Categories
Weblogging

Weblog Graveyard

Recovered from the Wayback Machine.

I finally managed to get the For Poets sites up and running and have moved a couple of existing articles over, to Internet for Poets and Semantic Web for Poets. You can check the sites out following the links in the sidebar on the main page of Burningbird. Please let me know if the template I used for all the sites is causing breakage in your browser. I’ve tested in Mac OSX and Windows, with a variety of tools, but you know how it is.

All the new weblogs are using Movable Type. I did manage to install several other weblogging tools, but when it came time to try and skin them — I threw in the towel, and decided that what I’m writing is more important than what I’m using to publish it. Either I continued to fuss with the tools, or I started writing again.

Writing won.

In addition to moving the older articles over, I also published the first part of a multi-part series on Permalinks, Weblog links. Part 1, “The Impermanence of Permalinks”, discusses the problems of permalinks and moving weblogs or changing tools, something we all know all too well. The rest of the segments of the article are as follows:

 

Part 2: “Re-weaving the broken web”

What are some of the techniques you can use to point your old permalink addresses to your new page locations.

Part 3: “Architectural Changes for Friendly Permalinking”

What should tools provide, at a minimum, to prevent permalink problems.

Part 4: “Start fresh by sweeping out the old webs”

Sometimes you may want to break the permalinks, and sometimes you may want to deliberately throw out archive pages. This last section challenges the premise behind persistent archives, and the myth of the permalink.

Part 2 will cover techniques you can use to redirect from old pages to new locations, including using htaccess, ErrorDocument, Redirect, and so on.

Part 3 is going to focus on what weblogging tools should support to minimize the broken permalink problem. I plan on tying this back to the Pie/Echo/Atom effort, and see where the requirements outlined in the article would fit into the current work with the new initiative. In addition, I’ll write on how these same requirements will impact on existing weblogging tools, and what we can do to propagate changes more quickly through all the services we’re all so tied into now.

The last part is going to be the fun one. The scenario basically is this — throw out the rulebook, and break the permalinks, throw away the archives. Yes, violating the two strongest taboos of weblogging in order to make a move to a new site, or, more importantly, to redefine what your weblog is, and what you want it to say about you.

Sometimes you may find yourself caught up in weblogging patterns that you find, over time, don’t suit you. You may want to change what you write about, or change how you write, or even your subject matter. You look back through your old archives of what you wrote a year ago, two years ago, and it isn’t compatible with what you want to write now. So what do you do? Do you keep the old baggage — dusty old permalinks to dusty old writing? Or do you start fresh?

Somewhere along the way we built into Law that thou shalt not break permalinks, thou shalt not drop archives. We leave them lying, permanent reminders for all time and either just change direction in our writing (causing some confusion between the old and the new), or start a new weblog.

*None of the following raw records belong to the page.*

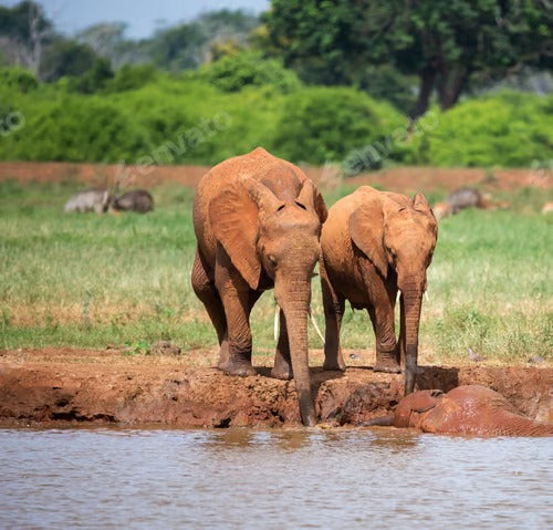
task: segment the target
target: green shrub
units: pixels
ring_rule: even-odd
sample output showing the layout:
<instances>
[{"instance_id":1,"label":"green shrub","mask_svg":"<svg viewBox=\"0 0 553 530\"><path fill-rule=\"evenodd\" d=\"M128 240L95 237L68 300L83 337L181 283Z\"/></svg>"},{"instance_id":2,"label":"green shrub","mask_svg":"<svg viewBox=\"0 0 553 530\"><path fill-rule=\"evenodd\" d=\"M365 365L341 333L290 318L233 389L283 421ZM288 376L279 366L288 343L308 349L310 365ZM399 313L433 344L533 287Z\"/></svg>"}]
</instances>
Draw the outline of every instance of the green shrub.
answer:
<instances>
[{"instance_id":1,"label":"green shrub","mask_svg":"<svg viewBox=\"0 0 553 530\"><path fill-rule=\"evenodd\" d=\"M322 164L405 125L392 105L354 89L309 87L286 96L273 146L284 158Z\"/></svg>"},{"instance_id":2,"label":"green shrub","mask_svg":"<svg viewBox=\"0 0 553 530\"><path fill-rule=\"evenodd\" d=\"M284 94L301 87L296 74L276 59L263 59L257 52L227 55L200 69L200 76L225 92L244 86L273 86Z\"/></svg>"},{"instance_id":3,"label":"green shrub","mask_svg":"<svg viewBox=\"0 0 553 530\"><path fill-rule=\"evenodd\" d=\"M157 77L158 71L154 64L125 64L107 83L108 92L125 92L140 89Z\"/></svg>"},{"instance_id":4,"label":"green shrub","mask_svg":"<svg viewBox=\"0 0 553 530\"><path fill-rule=\"evenodd\" d=\"M415 135L417 136L417 135ZM415 137L406 159L434 166L529 166L551 158L553 95L504 92L461 102Z\"/></svg>"},{"instance_id":5,"label":"green shrub","mask_svg":"<svg viewBox=\"0 0 553 530\"><path fill-rule=\"evenodd\" d=\"M23 94L36 89L39 83L29 70L20 67L0 69L0 86L14 89Z\"/></svg>"}]
</instances>

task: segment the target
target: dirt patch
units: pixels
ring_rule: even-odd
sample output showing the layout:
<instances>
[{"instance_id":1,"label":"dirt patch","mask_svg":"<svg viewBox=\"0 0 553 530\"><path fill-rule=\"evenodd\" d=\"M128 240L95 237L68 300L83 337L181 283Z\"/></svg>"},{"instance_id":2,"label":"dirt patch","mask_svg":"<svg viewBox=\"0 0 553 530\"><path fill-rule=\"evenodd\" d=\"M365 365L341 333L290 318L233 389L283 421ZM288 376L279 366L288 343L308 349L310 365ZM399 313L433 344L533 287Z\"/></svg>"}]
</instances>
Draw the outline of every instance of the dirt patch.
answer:
<instances>
[{"instance_id":1,"label":"dirt patch","mask_svg":"<svg viewBox=\"0 0 553 530\"><path fill-rule=\"evenodd\" d=\"M337 170L328 167L302 167L316 183L333 187L342 180ZM177 183L196 187L209 170L208 166L119 166L102 164L71 163L0 163L0 179L13 178L21 183L40 181L81 181L87 186L113 186L118 181L124 187L152 188L164 183ZM352 186L373 185L399 193L417 190L452 190L460 186L481 185L489 189L511 190L521 187L551 188L553 172L535 169L482 169L482 168L439 168L439 167L397 167L358 175L345 180Z\"/></svg>"},{"instance_id":2,"label":"dirt patch","mask_svg":"<svg viewBox=\"0 0 553 530\"><path fill-rule=\"evenodd\" d=\"M257 376L227 376L210 367L213 361L212 351L178 356L75 349L0 352L0 426L300 424L293 382L270 377L267 366ZM349 366L345 374L313 367L312 378L320 420L331 425L358 425L389 412L401 397L401 376L369 366ZM420 388L445 392L482 384L523 414L553 422L552 378L549 366L422 366L418 381Z\"/></svg>"}]
</instances>

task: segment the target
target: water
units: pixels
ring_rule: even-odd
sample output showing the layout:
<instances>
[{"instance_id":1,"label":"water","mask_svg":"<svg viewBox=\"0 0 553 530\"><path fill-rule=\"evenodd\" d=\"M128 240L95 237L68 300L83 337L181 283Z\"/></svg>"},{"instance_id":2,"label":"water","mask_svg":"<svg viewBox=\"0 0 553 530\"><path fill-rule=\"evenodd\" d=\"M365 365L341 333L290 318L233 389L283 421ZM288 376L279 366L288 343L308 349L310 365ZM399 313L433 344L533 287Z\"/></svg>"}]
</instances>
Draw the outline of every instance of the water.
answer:
<instances>
[{"instance_id":1,"label":"water","mask_svg":"<svg viewBox=\"0 0 553 530\"><path fill-rule=\"evenodd\" d=\"M546 529L551 438L0 429L0 529Z\"/></svg>"}]
</instances>

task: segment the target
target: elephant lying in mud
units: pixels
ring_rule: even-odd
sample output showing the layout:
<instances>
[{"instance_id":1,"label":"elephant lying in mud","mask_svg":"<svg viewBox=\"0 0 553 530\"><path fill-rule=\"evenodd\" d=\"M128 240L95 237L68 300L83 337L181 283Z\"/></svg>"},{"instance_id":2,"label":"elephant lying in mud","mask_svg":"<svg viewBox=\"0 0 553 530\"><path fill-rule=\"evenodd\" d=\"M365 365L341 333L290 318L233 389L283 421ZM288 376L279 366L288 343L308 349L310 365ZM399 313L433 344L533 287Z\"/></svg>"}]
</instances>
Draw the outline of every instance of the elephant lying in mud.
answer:
<instances>
[{"instance_id":1,"label":"elephant lying in mud","mask_svg":"<svg viewBox=\"0 0 553 530\"><path fill-rule=\"evenodd\" d=\"M479 385L419 391L404 397L395 413L365 424L415 427L424 433L476 436L553 436L553 425L522 416L501 395Z\"/></svg>"},{"instance_id":2,"label":"elephant lying in mud","mask_svg":"<svg viewBox=\"0 0 553 530\"><path fill-rule=\"evenodd\" d=\"M344 370L340 329L345 300L366 309L376 335L376 372L400 372L405 393L417 371L418 328L426 270L432 259L438 225L426 198L362 186L328 211L321 235L321 284L326 322L325 367ZM394 312L400 297L400 332Z\"/></svg>"},{"instance_id":3,"label":"elephant lying in mud","mask_svg":"<svg viewBox=\"0 0 553 530\"><path fill-rule=\"evenodd\" d=\"M198 185L192 287L219 339L218 367L254 375L250 312L274 287L281 330L272 375L292 375L305 425L316 423L307 358L311 278L326 207L303 172L267 150L230 158Z\"/></svg>"}]
</instances>

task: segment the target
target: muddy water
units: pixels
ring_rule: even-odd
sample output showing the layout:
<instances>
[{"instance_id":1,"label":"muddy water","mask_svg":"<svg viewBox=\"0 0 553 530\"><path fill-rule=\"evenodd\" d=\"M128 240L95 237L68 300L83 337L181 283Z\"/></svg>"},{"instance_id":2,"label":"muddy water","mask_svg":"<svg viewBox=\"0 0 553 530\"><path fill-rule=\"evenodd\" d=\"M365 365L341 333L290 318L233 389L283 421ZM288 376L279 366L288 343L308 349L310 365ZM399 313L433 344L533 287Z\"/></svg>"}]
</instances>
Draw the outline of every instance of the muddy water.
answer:
<instances>
[{"instance_id":1,"label":"muddy water","mask_svg":"<svg viewBox=\"0 0 553 530\"><path fill-rule=\"evenodd\" d=\"M553 441L0 429L2 529L545 529Z\"/></svg>"}]
</instances>

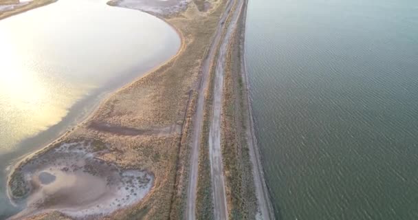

I envision a future Web, littered with the carcasses of old, old weblogs, long discarded, long forgotten, ghosts that haunt the threaded void. What exactly do you do with an old, old weblog that refuses to die? Can we take it out into the wilderness somewhere, and leave it by the side of the road? Will it manage to find its way back home? Can we pretend at some future time, that we don’t know it?

I think it’s time, and past, to put this law to the challenge. Part 4 talks about this, and also talks about how you can ‘break’ the laws with style, grace, and elegance.